30 November 2009

Going downhill quickly

This post started off as quite a mundane analysis of workaday stats, but I think that analysis led to a reasonably interesting conclusion.

The catalyst was the recent match between India and Sri Lanka in Kanpur and, in particular, India's innings. They amassed 642, which proved quite enough to see Sri Lanka off by an innings and plenty; nevertheless, that impressive total was a bit of a comedown, given they had been 613/4 a dozen or so overs before they were bowled out. That's quite a collapse. A contributor to the Cricinfo text commentary summed it up rather neatly:

I have never seen such an unbalanced score card. When we look at the runs it is so lopsided on the the top that I feel my Cricinfo page will roll over by 180°.

I was party to some related discussions on both TMSB Exiles and Grockles. On the latter, Frome Exile came up with an interesting way of looking at the collapse: he worked out that there had only been one instance in test history of a larger absolute difference between the contributions of the first five partnerships and the last five. That was England's monstrous first innings of 849ao v. West Indies in Kingston, 1930, in which the fifth wicket fell at 720, meaning the first five wickets added 591 more than the last five (11 more than the corresponding discrepancy in India's Kanpur innings). In case anyone's interested, I've put a full list of test innings sorted in this way here.

A similar – though, I think, ever-so-slightly more informative – way of looking at the question is to concentrate on the relative difference between the amount of runs scored for the first five wickets and the amount scored for the second five – in other words, the proportion of the the final, all-out total that was contributed by the first five partnerships. The table below shows score at the fall of the fifth wicket, final total, and the relationship between the two for all all-out innings in test history (obviously, it doesn't make sense to ask the same question of innings that were declared or otherwise prematurely curtailed). The match at the top of the list is a famous, though statistically anomalous one, which only technically counts as an all-out innings.

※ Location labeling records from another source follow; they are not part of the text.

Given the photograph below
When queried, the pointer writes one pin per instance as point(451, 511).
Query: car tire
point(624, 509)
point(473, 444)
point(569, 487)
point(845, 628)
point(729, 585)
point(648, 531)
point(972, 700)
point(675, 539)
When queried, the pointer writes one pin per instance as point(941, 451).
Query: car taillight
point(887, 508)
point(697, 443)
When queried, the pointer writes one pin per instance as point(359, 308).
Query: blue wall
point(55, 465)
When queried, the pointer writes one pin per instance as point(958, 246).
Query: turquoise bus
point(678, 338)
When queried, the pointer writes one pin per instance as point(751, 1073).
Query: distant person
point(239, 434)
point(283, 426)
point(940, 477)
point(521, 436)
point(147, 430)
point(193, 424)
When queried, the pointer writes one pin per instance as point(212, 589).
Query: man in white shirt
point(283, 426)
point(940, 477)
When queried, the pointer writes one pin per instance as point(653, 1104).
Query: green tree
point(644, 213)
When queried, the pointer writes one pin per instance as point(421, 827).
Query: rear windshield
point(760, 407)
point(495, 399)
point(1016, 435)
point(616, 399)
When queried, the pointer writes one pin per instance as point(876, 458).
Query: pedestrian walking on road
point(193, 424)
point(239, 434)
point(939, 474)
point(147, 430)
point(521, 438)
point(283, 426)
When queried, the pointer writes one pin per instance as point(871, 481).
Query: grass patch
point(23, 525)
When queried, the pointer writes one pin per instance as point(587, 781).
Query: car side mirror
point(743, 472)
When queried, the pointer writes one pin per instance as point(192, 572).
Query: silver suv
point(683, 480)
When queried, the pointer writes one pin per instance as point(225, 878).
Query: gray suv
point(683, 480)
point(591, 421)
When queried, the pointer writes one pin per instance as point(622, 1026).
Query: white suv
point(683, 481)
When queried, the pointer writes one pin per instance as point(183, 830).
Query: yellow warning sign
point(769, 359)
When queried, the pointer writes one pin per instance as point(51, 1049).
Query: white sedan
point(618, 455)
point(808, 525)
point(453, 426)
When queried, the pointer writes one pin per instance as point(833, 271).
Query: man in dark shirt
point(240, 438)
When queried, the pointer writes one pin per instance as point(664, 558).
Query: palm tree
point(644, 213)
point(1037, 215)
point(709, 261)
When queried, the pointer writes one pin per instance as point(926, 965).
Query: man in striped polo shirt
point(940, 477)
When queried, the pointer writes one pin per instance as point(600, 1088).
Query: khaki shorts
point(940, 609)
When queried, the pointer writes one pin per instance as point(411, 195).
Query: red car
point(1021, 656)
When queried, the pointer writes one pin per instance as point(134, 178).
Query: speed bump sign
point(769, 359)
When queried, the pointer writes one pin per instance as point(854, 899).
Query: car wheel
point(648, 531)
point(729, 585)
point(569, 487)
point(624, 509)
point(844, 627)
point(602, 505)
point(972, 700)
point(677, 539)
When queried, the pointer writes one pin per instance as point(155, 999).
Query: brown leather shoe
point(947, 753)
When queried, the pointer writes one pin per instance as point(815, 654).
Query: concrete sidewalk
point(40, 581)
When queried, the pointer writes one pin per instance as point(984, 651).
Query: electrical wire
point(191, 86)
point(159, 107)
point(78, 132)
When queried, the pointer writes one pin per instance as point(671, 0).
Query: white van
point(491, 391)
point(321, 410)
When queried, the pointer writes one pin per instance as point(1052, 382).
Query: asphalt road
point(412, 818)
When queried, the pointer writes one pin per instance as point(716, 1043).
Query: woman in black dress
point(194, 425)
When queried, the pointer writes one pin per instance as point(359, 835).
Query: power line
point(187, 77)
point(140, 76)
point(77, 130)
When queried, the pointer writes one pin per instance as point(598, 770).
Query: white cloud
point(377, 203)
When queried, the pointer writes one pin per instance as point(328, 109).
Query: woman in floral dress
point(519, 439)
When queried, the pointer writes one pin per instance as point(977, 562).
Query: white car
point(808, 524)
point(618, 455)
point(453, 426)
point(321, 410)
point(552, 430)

The Sabina Park massacre aside, the most lopsided innings is one in which Australia's first 5 partnerships scored 61 times as many runs as the rest. In fact, the collapse was more dramatic than even that stat suggests, because the fifth-wicket partnership also realised no runs, so Australia – chasing 382 to win the match – fell from 305/3 to 310ao. The prime architect of Australia's demise was Sarfraz Nawaz, who took 7/1 in a spell of 33 balls, to finish with career-best figures of 9/86. Some sources refer to Sarfraz's feat as the first great spell of reverse-swing bowling in tests; others note that he took the new ball just before the rampage began, which would make such an interpretation unlikely. One way or another, it was a sensationally effective burst.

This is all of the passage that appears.